第111回 · 実践 問250 · 実務
33歳女性。身長158 cm、体重52 kg。夫と2人暮らし。1年半前より朝の関節のこわばりや痛みを自覚し、1年前に関節の腫脹・疼痛が出現した。近医でリウマトイド因子陽性の関節リウマチと診断され、治療が開始された。処方1〜3で治療継続中であったが、疾患活動性の上昇により7日前に入院した。病棟カンファレンスで処方3が処方4へ変更されることになった。 (処方1) メトトレキサートカプセル2 mg 1回2カプセル (1日4カプセル) 毎週土曜日1日2回 朝夕食後 1日分 (投与実日数) メトトレキサートカプセル2 mg 1回1カプセル (1日1カプセル) 毎週日曜日1日1回 朝食後 1日分 (投与実日数) (処方2) 葉酸錠5 mg 1回1錠 (1日1錠) 毎週月曜日1日1回 朝食後 1日分 (投与実日数) (処方3) アダリムマブ (遺伝子組換え) 皮下注 (40 mg/1キット) 1キット 1回40 mg 2週間に1回 皮下注射 (自己注射) (処方4) トファシチニブクエン酸塩錠5 mg 1回1錠 (1日2錠) 1日2回 朝夕食後 7日分 病棟カンファレンスに参加した医療チームで情報共有する内容として、適切でないのはどれか。1つ選べ。

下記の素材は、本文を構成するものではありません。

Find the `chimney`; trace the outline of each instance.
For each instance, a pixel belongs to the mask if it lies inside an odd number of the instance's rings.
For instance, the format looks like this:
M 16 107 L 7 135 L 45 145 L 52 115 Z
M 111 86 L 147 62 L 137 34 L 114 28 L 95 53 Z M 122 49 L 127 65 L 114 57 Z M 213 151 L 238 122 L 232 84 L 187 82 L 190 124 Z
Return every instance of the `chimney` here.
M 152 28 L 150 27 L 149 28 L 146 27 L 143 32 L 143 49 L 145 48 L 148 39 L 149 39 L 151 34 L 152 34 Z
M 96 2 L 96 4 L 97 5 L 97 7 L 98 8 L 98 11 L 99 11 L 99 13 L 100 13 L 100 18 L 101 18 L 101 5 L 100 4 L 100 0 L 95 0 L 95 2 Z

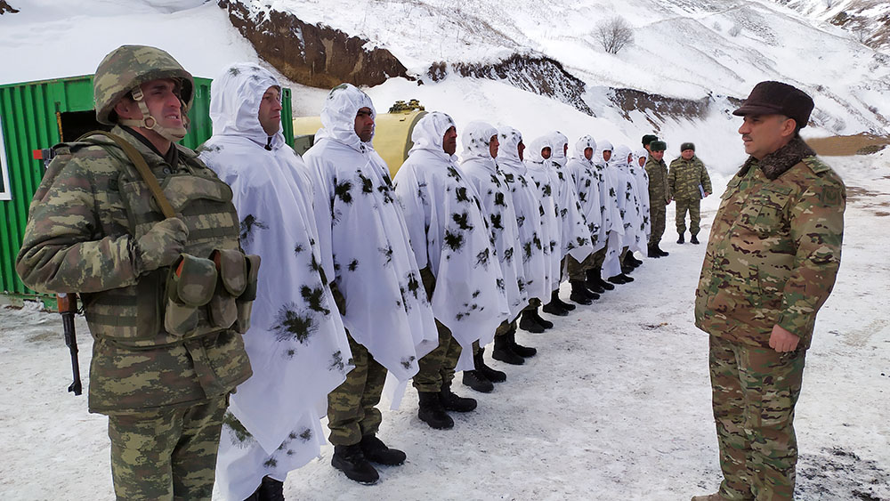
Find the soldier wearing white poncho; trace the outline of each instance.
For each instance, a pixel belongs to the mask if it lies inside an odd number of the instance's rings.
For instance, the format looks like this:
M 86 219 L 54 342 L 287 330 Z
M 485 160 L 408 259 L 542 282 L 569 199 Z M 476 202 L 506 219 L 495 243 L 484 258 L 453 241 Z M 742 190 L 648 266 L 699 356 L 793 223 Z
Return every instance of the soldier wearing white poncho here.
M 522 134 L 513 127 L 501 127 L 498 130 L 498 141 L 500 146 L 495 161 L 498 171 L 506 181 L 516 210 L 519 239 L 522 250 L 522 266 L 525 270 L 526 288 L 529 293 L 529 305 L 522 310 L 522 328 L 541 333 L 546 328 L 553 327 L 552 323 L 544 320 L 538 314 L 538 306 L 542 301 L 548 300 L 552 289 L 549 229 L 544 226 L 544 206 L 541 205 L 538 187 L 528 176 L 528 167 L 522 162 L 522 151 L 525 149 Z M 515 320 L 505 328 L 514 336 Z M 514 349 L 513 352 L 520 357 L 534 354 L 522 350 Z M 511 358 L 509 352 L 496 353 L 495 358 L 500 360 L 502 356 Z
M 524 146 L 524 144 L 523 144 Z M 539 137 L 531 141 L 530 146 L 524 149 L 526 167 L 525 177 L 530 183 L 534 184 L 538 198 L 540 201 L 543 210 L 541 215 L 541 242 L 545 249 L 545 256 L 547 260 L 546 276 L 547 278 L 547 288 L 551 291 L 551 303 L 553 297 L 559 298 L 558 295 L 554 295 L 554 290 L 559 287 L 560 264 L 562 261 L 562 228 L 559 217 L 559 210 L 556 208 L 556 193 L 554 179 L 556 177 L 555 172 L 550 166 L 551 148 L 550 138 Z M 543 153 L 543 154 L 542 154 Z M 541 301 L 532 299 L 530 305 L 522 311 L 522 318 L 519 322 L 520 328 L 530 332 L 543 332 L 554 327 L 553 322 L 541 318 L 538 312 L 538 308 L 541 305 Z M 570 310 L 574 310 L 572 304 L 563 303 L 565 309 L 561 309 L 562 315 L 568 315 Z M 551 311 L 552 312 L 552 311 Z
M 461 155 L 463 159 L 460 170 L 476 190 L 481 202 L 482 213 L 488 216 L 491 241 L 501 264 L 504 284 L 506 287 L 510 315 L 495 332 L 492 356 L 501 361 L 519 365 L 523 362 L 523 359 L 516 353 L 517 350 L 531 356 L 534 354 L 533 349 L 516 344 L 515 331 L 511 331 L 510 321 L 515 319 L 528 304 L 529 291 L 526 284 L 537 278 L 525 276 L 513 197 L 510 195 L 509 186 L 495 163 L 500 144 L 498 140 L 498 130 L 484 122 L 470 122 L 464 129 L 461 142 L 464 144 L 464 151 Z M 465 372 L 465 383 L 476 389 L 489 388 L 484 382 L 479 384 L 475 381 L 482 376 L 480 373 L 480 370 L 470 375 Z M 468 377 L 472 379 L 467 379 Z
M 581 137 L 575 143 L 572 158 L 564 169 L 578 193 L 578 201 L 581 206 L 581 214 L 587 223 L 587 229 L 590 230 L 590 241 L 594 250 L 584 263 L 579 263 L 570 256 L 566 263 L 569 283 L 571 285 L 572 296 L 570 296 L 570 299 L 580 303 L 589 303 L 590 301 L 599 299 L 599 293 L 604 292 L 596 284 L 591 284 L 593 289 L 588 288 L 587 283 L 587 271 L 594 268 L 596 253 L 605 248 L 606 240 L 603 226 L 603 211 L 601 206 L 599 176 L 593 162 L 595 151 L 596 141 L 594 138 L 589 135 Z
M 636 191 L 636 178 L 630 173 L 630 166 L 627 163 L 630 154 L 629 148 L 619 146 L 615 149 L 608 166 L 617 180 L 618 206 L 624 230 L 620 238 L 609 239 L 606 258 L 603 264 L 603 272 L 613 284 L 634 281 L 634 279 L 625 273 L 627 269 L 622 265 L 629 247 L 637 243 L 637 236 L 643 222 L 640 198 Z
M 556 206 L 559 209 L 561 228 L 562 231 L 561 271 L 566 271 L 567 262 L 570 255 L 578 263 L 583 262 L 593 251 L 590 242 L 590 230 L 582 214 L 581 205 L 578 199 L 578 190 L 571 176 L 565 169 L 567 158 L 565 152 L 569 148 L 569 140 L 564 134 L 556 131 L 550 134 L 553 155 L 550 157 L 550 166 L 555 176 L 553 178 L 556 190 Z M 559 282 L 555 284 L 559 287 Z M 545 311 L 556 312 L 558 308 L 564 309 L 564 303 L 559 300 L 558 288 L 554 288 L 551 303 L 546 305 Z M 574 295 L 570 299 L 579 304 L 590 304 L 599 295 L 595 294 Z M 557 313 L 558 314 L 558 313 Z
M 304 157 L 315 185 L 322 257 L 332 257 L 324 270 L 339 295 L 355 362 L 328 397 L 331 465 L 362 483 L 379 478 L 368 461 L 405 460 L 376 436 L 381 414 L 375 406 L 386 372 L 407 384 L 417 359 L 438 342 L 389 170 L 371 146 L 375 117 L 365 93 L 349 84 L 335 87 L 321 110 L 323 128 Z
M 229 499 L 280 492 L 288 471 L 319 456 L 318 404 L 352 368 L 318 266 L 312 185 L 280 131 L 280 91 L 259 66 L 227 68 L 211 85 L 214 135 L 200 153 L 232 189 L 241 246 L 263 260 L 244 336 L 254 375 L 231 395 L 220 438 L 217 484 Z
M 475 408 L 474 400 L 451 392 L 458 356 L 460 368 L 474 368 L 473 343 L 490 343 L 508 315 L 485 216 L 454 157 L 457 138 L 450 117 L 425 115 L 414 127 L 414 147 L 394 180 L 439 328 L 439 346 L 420 360 L 414 376 L 418 417 L 437 429 L 454 426 L 446 410 Z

- 1メトトレキサート服用により感染リスクが高まる。
- 2トファシチニブ服用により出血傾向になる。
- 3トファシチニブ服用により帯状疱疹が発生しやすくなる。
- 4トファシチニブ投与中及び終了後少なくとも1月経周期は適切な避妊を行う。
- 5トファシチニブはシトクロムP450で代謝されるため、他の薬剤との併用に注意する。
解答と解説を見る
正解: 2
トファシチニブ(JAK阻害薬)の主な副作用は感染症・帯状疱疹・血栓症であり、出血傾向は代表的な副作用に含まれない。